That's what they're doing. That's why they remove the headphone jack in favour for a slimmer, lighter phone. Their market research showed that's more important to a bigger portion of their customers.

[–] [email protected] 2 points 5 days ago (9 children)

I've never met someone that cared about a thinner phone, they've been too thin since 2015..

People that want their ducking hradphine jacks? They are everywhere.

[–] [email protected] 1 points 4 days ago (7 children)

This is thing with not understanding how statistics work. The point is that your personal experience is biased.

These people are not passionate about phone thickness. They won't start or even have conversations about it. Specially since, for the most part, the companies are already catering to their tastes. But, if placed in front of a survey and asked to rank phone features by their importance for their purchase decisions, the overwhelming majority will rank other phones features way above a headphone jack. Most people on the planet are not audiophiles, and the majority of people perceive wires as an annoyance and an inconvenience.
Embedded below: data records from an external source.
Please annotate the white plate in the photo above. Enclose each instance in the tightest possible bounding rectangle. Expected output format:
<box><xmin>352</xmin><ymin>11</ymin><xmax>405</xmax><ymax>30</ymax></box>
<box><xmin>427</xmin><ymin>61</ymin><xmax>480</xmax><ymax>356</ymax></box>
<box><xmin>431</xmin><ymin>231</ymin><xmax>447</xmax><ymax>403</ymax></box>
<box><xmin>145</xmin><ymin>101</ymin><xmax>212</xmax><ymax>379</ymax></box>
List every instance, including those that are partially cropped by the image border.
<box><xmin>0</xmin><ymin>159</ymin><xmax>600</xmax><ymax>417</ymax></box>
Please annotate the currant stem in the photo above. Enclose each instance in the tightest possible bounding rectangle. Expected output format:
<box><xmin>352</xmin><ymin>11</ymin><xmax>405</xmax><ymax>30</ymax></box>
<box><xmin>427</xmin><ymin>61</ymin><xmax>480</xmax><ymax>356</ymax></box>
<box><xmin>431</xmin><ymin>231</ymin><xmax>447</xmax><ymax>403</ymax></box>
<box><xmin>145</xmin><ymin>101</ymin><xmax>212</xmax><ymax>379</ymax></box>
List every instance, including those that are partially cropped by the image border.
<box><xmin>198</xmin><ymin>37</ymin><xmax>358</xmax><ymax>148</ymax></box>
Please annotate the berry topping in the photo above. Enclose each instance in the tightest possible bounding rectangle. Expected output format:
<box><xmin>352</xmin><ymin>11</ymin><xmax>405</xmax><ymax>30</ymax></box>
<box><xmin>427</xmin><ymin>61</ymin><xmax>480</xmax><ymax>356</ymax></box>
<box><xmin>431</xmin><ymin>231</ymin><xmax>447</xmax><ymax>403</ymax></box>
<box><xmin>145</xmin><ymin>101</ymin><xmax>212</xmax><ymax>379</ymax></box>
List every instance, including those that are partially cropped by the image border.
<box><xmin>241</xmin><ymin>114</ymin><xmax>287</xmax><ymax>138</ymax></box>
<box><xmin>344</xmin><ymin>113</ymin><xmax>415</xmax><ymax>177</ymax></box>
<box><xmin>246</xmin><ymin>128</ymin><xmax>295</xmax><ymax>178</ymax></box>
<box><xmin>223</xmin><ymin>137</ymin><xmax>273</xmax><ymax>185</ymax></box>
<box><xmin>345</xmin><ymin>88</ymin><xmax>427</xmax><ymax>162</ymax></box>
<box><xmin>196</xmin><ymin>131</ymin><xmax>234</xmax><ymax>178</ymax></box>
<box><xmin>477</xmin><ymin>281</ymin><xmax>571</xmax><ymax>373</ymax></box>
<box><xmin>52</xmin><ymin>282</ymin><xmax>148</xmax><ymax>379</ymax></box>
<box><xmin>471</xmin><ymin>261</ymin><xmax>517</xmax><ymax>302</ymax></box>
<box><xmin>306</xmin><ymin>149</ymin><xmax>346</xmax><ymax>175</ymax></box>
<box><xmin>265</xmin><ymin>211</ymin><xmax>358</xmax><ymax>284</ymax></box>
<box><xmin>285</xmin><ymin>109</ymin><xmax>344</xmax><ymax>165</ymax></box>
That is the point of surveying and market research. To check with the actual potential buyers what is worth making. Of course it isn't a guarantee, looking here at the recent flop of the Samsung Edge. But otherwise, a single person's perception of the market will never be complete or accurate.

[–] [email protected] 2 points 4 days ago* (last edited 4 days ago) (1 children)

Audio jack isn't an audiophile thing, it's a "I don't want to pay 100$ for headphones thing"

As for thickness, it doesn't increase thickness. It is simply false, someone even retrofitted a whole audio jack into an iphone.

Nobody makes q difference between a 4mm and a 4.5mm phone, even if tgey were feature and price parity.

The reason you are giving here is made up marketing by the phone industry so they can sell earbuds.

[–] [email protected] 1 points 4 days ago

I mean, yes. It is about marketing. I just think there are more people who think wires are annoying than people losing their earbuds. For every person who loses BT earbuds every 3 months, there's a person with the same pair for 3+ years who is perfectly happy with wireless quality. Companies don't care about that. They care about decisions that will reduce costs and increase their profits, and Fairphone desperately need profits. Making phones is idiotically expensive.